謎的電棋 第7回大会から参加されています。画面の完成度は高く、なかなか美しい画面でした。開発者の高橋さんのキータイピングに特徴があり、プロと思わせました。高橋さんは対局前に「負けられません」と話していました。何とか決勝リーグへ、という思いがひしひしと伝わってきました。初参加で2勝をあげて、すでに目標を達成していたわたしは「別に負けてもよい」と余裕で臨みました。
第五局 手に汗にぎる終盤の寄せ合い!乾U3勝目!!
先手 ▲;謎的電棋(使用機種 VC5200 /MMX Pentium 200MHz)
後手 △;乾U (使用機種 PC98NX /Pentium 133MHz)
(第1図 29手▲5五角まで)

乾Uの序盤はワンパターンです。後手番のときは4間飛車。手順もワンパターンなため謎的電棋にその弱点を突かれてしまいました。第1図では△9二玉9五歩と突かれ早くもピンチ。。コリャ駄目だと早くも私は勝利をあきらめてしまいました。高橋さんもここでは「よし!!」と気合いが入っていていました。
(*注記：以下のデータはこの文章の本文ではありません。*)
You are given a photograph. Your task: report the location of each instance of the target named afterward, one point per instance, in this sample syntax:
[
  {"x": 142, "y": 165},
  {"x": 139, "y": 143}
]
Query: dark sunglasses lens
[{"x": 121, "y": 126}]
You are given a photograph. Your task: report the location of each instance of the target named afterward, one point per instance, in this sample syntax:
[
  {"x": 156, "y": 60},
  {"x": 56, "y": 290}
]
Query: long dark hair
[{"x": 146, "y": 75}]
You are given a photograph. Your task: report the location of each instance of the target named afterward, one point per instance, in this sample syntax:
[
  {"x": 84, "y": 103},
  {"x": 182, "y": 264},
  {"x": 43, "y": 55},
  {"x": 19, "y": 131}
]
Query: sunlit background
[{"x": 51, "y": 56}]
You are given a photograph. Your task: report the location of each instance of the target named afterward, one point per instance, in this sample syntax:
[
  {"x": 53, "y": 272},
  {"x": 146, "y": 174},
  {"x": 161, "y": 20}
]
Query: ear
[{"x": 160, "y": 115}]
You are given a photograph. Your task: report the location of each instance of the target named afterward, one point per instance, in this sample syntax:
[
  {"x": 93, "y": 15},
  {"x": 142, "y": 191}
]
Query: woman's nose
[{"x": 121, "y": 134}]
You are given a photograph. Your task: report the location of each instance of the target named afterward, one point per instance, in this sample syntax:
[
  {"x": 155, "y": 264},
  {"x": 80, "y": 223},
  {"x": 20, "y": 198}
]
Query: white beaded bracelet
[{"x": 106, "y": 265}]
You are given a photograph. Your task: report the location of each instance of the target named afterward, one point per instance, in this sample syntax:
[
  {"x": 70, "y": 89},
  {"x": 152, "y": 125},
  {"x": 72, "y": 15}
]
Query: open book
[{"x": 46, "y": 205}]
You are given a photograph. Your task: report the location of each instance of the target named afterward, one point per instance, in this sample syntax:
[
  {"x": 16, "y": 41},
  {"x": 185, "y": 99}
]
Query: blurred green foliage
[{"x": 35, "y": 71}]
ところがここからも乾Uはあきらめることなく(あたりまえ)手を返していき、第2図。
(第2図 46手 △3九角打まで)

乾Uは強引に角を交換し、3九に打ち込みました。▲4八飛と高橋氏はいきたいところだったらしいのに謎的電棋はなんと▲7五角!!見ていた高橋氏も私も目を疑いました。当然乾Uはほくほくと同歩と取り込み、▲4八飛△同角成▲同玉と進みました。この時の高橋氏の落胆は大きかったようですが、まだ乾U玉は退路のない状態。まだ勝負はわかりませんでした。
(第3図 96手△7七馬まで)

乾Uは馬と竜の挟撃体制という理想的な戦い方をすることができ、このあと受け無しと判断した謎的電棋は駒捨て覚悟の玉砕王手を数回繰り返しますが勝負はこの第3図でついていたようです。高橋氏は決勝トーナメント進出を目指していたのでしょう。「この1敗は痛いです」と話していました。途中の謎的電棋の大悪手がなければどうなっていたかわかりませんが、乾Uも序盤、まずい手を指しており、全体的によくがんばったと思います。ここでついに3勝。